Over at RealClearWorld, George Friedman of Stratfor has an interesting analysis of Vladimir Putin's Russia, in light of Joe Biden's Georgia-Ukraine trip and President Obama's Moscow sojourn. In sum, the vice president didn't so much "tell the truth" about and to Russia as he repackaged the Washington conventional wisdom. Friedman's piece should be a reminder that demography and the health of a country's banking sector are not the only determinants of geopolitical power; if you're North Korea or Putin's Russia (or Soviet Russia or even Tsarist Russia), you can be a mess domestically and still scare the bejeebers out of the rest of the world.

And in particular, you can make small, struggling democracies who have the bad luck to live next door especially jumpy.

At the same time, Friedman perhaps goes too far. For one, Putin's ability to rebuild a "Chekist state" is a Humpty-Dumpty hope: Moscow's ability to enforce its writ in the hinterlands has fallen far down. And even Putin isn't spending the rubles required to rebuild the Red Army. Second, the collapse of the Soviet Union cost the Russian empire about 400 years worth of conquests. Retaking Abkhazia might seem like a first step, but the road to great power status -- as measured by something more than nuclear weapons and commodity prices -- is very long.

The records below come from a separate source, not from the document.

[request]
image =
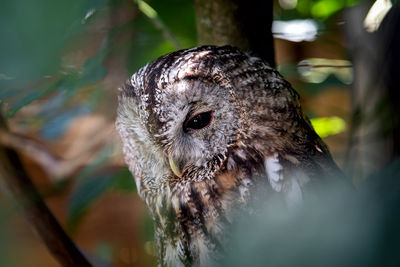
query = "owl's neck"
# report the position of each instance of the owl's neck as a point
(192, 218)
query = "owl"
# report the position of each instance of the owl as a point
(205, 132)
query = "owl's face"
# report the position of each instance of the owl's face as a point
(197, 120)
(197, 127)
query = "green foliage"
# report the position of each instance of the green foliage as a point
(327, 126)
(319, 9)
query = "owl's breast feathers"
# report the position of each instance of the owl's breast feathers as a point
(271, 148)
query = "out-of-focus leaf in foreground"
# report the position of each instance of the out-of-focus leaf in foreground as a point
(326, 126)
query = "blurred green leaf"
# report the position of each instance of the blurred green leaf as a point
(326, 126)
(34, 34)
(86, 192)
(32, 96)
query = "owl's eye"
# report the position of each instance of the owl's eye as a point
(198, 121)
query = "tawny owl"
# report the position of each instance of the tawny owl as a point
(202, 130)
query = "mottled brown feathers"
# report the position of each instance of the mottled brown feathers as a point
(258, 140)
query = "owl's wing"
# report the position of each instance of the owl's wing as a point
(287, 182)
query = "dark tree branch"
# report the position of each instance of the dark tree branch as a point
(16, 182)
(245, 24)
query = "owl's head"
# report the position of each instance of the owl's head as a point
(182, 114)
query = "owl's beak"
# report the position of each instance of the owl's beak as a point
(175, 166)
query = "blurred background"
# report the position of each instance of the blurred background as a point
(62, 61)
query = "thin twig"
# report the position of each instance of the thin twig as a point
(16, 182)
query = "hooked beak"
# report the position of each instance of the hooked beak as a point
(176, 166)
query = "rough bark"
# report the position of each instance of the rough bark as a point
(245, 24)
(375, 137)
(16, 182)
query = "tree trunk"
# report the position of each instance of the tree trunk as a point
(245, 24)
(375, 137)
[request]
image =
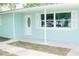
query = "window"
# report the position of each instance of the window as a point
(49, 20)
(61, 19)
(28, 21)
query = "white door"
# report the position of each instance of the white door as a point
(28, 25)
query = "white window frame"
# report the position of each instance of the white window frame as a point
(0, 20)
(74, 23)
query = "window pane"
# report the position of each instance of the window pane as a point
(42, 16)
(48, 16)
(48, 23)
(42, 23)
(63, 19)
(60, 16)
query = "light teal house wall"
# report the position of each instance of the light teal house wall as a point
(6, 29)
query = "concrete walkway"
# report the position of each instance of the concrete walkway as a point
(21, 51)
(28, 52)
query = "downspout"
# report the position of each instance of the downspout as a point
(45, 32)
(13, 25)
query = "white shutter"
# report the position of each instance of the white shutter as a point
(74, 20)
(38, 20)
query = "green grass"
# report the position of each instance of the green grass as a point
(44, 48)
(2, 39)
(4, 53)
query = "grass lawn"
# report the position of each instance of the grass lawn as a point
(4, 53)
(44, 48)
(2, 39)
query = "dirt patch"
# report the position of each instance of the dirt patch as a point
(43, 48)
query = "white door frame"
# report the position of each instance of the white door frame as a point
(28, 29)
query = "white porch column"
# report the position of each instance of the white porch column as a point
(13, 25)
(45, 32)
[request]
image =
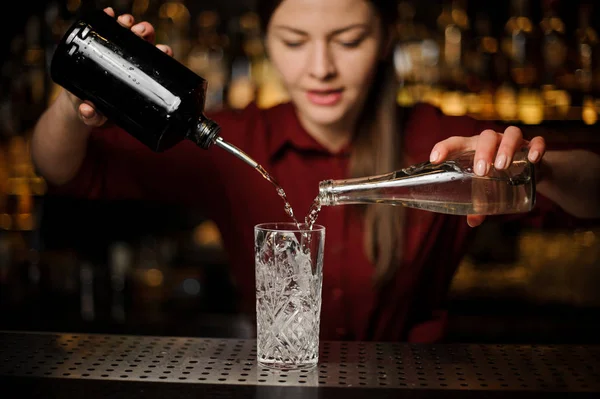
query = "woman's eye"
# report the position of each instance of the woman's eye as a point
(351, 44)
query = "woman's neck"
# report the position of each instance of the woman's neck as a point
(333, 137)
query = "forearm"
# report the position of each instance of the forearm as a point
(571, 179)
(59, 142)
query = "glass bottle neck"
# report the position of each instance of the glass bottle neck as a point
(204, 133)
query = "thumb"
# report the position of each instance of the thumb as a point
(90, 116)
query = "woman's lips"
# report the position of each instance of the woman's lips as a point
(324, 97)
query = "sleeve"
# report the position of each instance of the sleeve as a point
(118, 166)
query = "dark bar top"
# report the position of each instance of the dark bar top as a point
(65, 365)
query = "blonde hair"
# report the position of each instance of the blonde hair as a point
(377, 150)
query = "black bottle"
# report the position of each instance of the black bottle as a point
(146, 92)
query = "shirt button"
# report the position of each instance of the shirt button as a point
(337, 294)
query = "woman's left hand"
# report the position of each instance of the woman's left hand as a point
(491, 148)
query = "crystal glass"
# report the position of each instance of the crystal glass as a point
(289, 276)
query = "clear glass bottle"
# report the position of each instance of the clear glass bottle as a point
(450, 187)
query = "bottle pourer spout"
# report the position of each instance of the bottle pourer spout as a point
(235, 151)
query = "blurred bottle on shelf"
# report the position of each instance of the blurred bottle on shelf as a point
(246, 51)
(453, 23)
(207, 58)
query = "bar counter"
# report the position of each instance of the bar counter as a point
(64, 365)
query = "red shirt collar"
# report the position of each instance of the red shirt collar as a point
(286, 131)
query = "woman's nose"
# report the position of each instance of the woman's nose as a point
(322, 64)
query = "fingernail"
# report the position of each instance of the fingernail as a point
(500, 161)
(139, 29)
(481, 168)
(534, 156)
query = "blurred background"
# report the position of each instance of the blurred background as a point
(142, 268)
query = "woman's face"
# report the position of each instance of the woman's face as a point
(326, 52)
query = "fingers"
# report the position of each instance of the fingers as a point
(144, 30)
(537, 148)
(487, 143)
(512, 140)
(110, 11)
(443, 149)
(126, 20)
(165, 49)
(90, 116)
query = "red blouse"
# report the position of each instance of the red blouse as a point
(236, 197)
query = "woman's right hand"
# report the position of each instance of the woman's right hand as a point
(86, 111)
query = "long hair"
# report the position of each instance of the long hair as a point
(376, 148)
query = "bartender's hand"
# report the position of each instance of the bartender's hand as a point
(491, 148)
(85, 109)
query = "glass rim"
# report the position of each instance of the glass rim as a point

But the Friedman Theorem does have wider application, and is a useful lens through which to look at a rising China. The American presumption (meaning especially the Washington conventional wisdom) is that China wants to be rich -- the Chinese economy is still only a quarter the size of ours, and something like 900 million Chinese still live in deep poverty; China's population is also aging -- more than is wants to be geopolitically powerful. And while communist China isn't as nasty a Chekist state as Soviet or Tsarist Russia was, it is unquestionably a regime that aspires to be a global great power. Possibly Beijing's view of its role in the world might cause it, in the vice president's felicitous phrase, "to do something stupid."